Рассказала раковина и про большой старинный корабль, который потонул целых две тысячи лет назад. Любопытная рыба-пила, желая узнать, что у него внутри, распилила его своим носом-пилой. Оказалось, он был нагружен кувшинами с вином - амфорами, и - вы только представьте себе! - один шалопай осьминог, прихватив щупальцем камень, открыл горлышко у амфоры, высосал содержимое и так налакался, что перепутал все свои многочисленные ноги, они сплелись в клубок и до сих пор, небось, не распутались. Будет знать, как пьянствовать, ха-ха!...

У Ките и Пите, жадно слушавших рассказы океанской жительницы, чуть глаза на лоб не вылезали, а рты вообще не закрывались. Ну и ну... Им казалось, что они и сами живут теперь в необычайном, необъятном, полном чудес мире по имени океан. Они даже забыли съесть брошенные им крошки; только слушали да нетерпеливо спрашивали:

- А дальше?... А что еще было?...

И раковина продолжала свои рассказы - что же оставалось ей делать в этой скучной, захолустной дыре по имени аквариум?

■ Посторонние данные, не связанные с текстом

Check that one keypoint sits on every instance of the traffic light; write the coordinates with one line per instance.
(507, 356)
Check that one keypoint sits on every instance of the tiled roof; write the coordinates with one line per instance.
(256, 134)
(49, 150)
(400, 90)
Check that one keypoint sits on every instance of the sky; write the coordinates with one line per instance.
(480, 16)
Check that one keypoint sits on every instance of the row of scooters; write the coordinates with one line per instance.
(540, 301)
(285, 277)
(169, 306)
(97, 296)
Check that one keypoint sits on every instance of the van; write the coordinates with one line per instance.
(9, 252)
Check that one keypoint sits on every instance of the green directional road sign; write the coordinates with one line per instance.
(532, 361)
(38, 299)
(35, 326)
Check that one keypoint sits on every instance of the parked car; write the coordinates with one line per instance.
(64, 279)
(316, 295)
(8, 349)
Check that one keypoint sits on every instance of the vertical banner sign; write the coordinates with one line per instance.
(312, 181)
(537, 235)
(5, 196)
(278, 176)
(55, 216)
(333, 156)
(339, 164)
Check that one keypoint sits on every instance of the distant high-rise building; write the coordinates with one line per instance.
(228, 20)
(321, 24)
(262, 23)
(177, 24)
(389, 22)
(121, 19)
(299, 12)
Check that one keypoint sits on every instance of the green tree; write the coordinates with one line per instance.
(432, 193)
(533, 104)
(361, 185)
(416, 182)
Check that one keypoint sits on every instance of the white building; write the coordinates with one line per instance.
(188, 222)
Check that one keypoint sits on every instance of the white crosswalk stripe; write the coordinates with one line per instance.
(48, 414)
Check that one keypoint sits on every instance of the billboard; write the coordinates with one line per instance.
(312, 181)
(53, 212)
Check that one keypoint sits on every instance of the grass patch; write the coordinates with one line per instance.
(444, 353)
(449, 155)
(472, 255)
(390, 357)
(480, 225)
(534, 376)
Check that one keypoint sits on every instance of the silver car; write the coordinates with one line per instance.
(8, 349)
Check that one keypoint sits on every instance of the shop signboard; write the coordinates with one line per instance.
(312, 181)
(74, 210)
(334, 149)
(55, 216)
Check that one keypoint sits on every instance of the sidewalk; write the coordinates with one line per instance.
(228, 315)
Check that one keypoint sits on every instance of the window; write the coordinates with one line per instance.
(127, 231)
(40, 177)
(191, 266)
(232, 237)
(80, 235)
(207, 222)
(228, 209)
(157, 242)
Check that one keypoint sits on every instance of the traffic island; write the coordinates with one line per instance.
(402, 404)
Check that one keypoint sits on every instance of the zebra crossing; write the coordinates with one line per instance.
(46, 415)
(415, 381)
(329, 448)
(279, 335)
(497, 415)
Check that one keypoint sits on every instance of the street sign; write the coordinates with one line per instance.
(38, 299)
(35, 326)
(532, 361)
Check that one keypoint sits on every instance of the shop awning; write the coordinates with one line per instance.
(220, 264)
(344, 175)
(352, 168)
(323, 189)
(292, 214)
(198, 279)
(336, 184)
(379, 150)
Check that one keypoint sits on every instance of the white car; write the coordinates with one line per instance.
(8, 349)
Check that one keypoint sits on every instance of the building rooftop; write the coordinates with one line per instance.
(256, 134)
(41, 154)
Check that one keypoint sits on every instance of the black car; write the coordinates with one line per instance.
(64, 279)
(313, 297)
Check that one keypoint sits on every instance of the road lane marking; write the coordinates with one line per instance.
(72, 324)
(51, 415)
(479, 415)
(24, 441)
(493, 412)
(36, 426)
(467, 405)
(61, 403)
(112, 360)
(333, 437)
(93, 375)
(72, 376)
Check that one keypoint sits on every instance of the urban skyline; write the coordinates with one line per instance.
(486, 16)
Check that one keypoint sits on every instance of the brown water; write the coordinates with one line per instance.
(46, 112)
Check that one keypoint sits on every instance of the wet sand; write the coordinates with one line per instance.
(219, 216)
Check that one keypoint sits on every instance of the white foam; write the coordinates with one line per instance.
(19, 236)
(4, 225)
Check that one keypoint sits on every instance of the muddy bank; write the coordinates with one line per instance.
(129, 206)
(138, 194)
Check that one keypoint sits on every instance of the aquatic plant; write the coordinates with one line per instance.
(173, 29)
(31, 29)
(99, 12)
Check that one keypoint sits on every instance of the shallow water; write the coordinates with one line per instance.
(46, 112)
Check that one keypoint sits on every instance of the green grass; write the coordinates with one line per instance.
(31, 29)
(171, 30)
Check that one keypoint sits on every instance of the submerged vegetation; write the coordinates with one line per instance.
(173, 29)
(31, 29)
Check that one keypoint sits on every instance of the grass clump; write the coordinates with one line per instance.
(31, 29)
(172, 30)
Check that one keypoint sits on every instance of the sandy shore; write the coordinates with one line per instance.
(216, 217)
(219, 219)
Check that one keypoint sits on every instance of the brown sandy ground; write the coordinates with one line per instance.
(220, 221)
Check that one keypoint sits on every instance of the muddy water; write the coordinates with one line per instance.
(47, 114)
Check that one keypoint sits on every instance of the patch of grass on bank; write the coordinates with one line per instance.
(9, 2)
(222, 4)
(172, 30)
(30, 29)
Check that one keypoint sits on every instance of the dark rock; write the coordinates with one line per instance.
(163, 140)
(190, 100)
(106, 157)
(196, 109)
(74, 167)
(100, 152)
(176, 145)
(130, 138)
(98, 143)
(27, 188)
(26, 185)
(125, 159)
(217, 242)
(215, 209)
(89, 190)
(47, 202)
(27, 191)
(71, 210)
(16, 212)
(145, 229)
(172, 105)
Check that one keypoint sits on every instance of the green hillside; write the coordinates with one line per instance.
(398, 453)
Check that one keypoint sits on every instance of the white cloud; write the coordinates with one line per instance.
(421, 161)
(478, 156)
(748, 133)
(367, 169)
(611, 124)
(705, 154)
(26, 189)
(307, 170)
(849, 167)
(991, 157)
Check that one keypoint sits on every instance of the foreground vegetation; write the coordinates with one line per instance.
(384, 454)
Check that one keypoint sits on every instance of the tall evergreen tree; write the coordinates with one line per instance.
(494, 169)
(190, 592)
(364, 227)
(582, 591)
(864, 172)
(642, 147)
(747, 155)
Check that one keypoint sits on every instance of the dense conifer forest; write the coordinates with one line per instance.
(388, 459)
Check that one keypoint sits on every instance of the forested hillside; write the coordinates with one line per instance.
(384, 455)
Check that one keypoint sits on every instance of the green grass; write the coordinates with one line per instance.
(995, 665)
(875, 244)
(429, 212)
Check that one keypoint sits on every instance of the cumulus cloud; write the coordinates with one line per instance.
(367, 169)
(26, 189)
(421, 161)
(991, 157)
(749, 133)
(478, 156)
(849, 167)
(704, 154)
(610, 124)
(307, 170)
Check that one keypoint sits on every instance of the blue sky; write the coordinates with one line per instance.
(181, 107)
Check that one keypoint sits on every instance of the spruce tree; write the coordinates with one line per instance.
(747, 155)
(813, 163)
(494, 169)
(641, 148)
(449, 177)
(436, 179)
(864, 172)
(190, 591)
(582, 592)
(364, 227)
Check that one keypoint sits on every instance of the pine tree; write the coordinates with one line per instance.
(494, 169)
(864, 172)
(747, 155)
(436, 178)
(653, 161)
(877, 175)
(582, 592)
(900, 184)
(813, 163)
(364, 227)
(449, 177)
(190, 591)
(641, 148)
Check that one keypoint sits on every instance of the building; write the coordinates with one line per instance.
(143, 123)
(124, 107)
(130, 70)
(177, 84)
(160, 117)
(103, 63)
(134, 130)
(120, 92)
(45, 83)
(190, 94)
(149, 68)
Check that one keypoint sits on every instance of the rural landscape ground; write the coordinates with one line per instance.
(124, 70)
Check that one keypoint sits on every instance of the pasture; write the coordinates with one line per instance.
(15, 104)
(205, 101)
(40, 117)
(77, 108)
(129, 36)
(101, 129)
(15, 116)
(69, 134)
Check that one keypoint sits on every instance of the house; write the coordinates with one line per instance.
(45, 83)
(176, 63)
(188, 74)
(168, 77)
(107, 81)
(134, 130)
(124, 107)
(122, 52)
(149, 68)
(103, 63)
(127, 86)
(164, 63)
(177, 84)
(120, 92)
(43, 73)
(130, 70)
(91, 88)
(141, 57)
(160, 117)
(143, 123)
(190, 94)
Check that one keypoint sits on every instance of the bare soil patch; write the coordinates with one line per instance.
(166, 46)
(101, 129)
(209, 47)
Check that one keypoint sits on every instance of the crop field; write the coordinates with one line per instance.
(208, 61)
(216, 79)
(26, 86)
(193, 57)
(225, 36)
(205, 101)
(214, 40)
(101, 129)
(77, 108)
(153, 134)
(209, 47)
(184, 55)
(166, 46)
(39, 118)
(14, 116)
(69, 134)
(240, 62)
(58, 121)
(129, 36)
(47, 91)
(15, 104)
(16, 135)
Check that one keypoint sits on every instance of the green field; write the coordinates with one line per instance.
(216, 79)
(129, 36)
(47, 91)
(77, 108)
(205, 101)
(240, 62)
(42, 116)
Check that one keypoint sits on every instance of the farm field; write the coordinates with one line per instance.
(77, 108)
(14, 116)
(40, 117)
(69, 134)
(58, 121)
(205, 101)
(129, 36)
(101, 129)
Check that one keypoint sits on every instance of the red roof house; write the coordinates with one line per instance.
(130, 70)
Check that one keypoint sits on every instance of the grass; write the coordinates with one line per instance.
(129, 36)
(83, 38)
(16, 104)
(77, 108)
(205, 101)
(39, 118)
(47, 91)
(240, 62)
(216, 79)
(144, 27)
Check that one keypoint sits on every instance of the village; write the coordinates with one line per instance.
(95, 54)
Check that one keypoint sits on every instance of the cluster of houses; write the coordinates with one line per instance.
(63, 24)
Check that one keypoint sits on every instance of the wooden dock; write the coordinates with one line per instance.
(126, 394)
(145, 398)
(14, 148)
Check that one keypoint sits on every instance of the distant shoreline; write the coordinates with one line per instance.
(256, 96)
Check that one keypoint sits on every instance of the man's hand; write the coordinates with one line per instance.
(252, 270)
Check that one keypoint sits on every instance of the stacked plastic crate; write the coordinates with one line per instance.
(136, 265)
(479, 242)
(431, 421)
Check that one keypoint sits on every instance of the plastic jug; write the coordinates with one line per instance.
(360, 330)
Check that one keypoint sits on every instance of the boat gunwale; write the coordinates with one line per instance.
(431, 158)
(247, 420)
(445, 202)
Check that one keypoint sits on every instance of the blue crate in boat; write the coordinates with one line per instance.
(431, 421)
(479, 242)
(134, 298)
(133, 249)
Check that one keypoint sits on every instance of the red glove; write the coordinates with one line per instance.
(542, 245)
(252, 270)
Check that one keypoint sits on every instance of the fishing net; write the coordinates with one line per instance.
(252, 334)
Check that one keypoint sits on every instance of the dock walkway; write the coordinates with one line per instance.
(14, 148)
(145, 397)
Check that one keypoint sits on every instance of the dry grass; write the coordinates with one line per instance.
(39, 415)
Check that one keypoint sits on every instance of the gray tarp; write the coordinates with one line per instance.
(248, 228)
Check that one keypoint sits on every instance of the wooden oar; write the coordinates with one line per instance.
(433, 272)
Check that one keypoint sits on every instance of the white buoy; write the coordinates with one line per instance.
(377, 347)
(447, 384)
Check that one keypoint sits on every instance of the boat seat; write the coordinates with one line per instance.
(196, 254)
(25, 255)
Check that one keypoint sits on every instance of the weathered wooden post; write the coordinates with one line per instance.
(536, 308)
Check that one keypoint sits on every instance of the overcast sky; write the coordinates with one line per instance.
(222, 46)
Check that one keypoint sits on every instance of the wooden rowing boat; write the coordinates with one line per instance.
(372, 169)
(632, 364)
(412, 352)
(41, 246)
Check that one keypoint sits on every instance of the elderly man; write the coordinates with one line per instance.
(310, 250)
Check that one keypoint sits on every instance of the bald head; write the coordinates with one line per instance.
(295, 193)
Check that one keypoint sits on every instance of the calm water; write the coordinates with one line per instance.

- В один прекрасный день, - говорила она, - к нам на дно океана нырнул человек с аквалангом. К поясу у него была подвешена большая корзина. А дна в этом месте, надо вам сказать, просто видно не было от всевозможных раковин - бери любую. Но этот человек разыскивал самую большую и редкую и поэтому ухватил меня! - Раковина самодовольно, усмехнулась. - Так попала я сначала в корзину, а потом в корабельную каюту. Приглянулась самому капитану, и он оставил меня у себя. Ну, я постаралась, и плаванье в тот раз оказалось особенно удачным. Капитан понял, что я приношу ему счастье, что я - счастливый талисман. С тех пор он всегда берет меня с собой в дальние рейсы, а во время бури, чтобы все хорошо кончилось, привязывает к мачте. Так и получается: я рассекаю высочайшие волны и вывожу корабль из всех опасностей!

- Так почему же... - начала было Ките, но Пите снова опередила ее:

- Почему же тебя бросили в аквариум?

- Потому что, лежа на полке, я пересыхаю, - объяснила раковина. - Время от времени мне необходимо отмокать, чтобы прийти в себя перед новым плаваньем в Атлантический океан.

- В Атлантический океан! - повторили в один голос рыбки. И Ките громко вздохнула:

- Какая же ты счастливая...

- Да, я счастливая, - не стала спорить раковина. - Почему бы мне не быть счастливой, если я приношу счастье другим?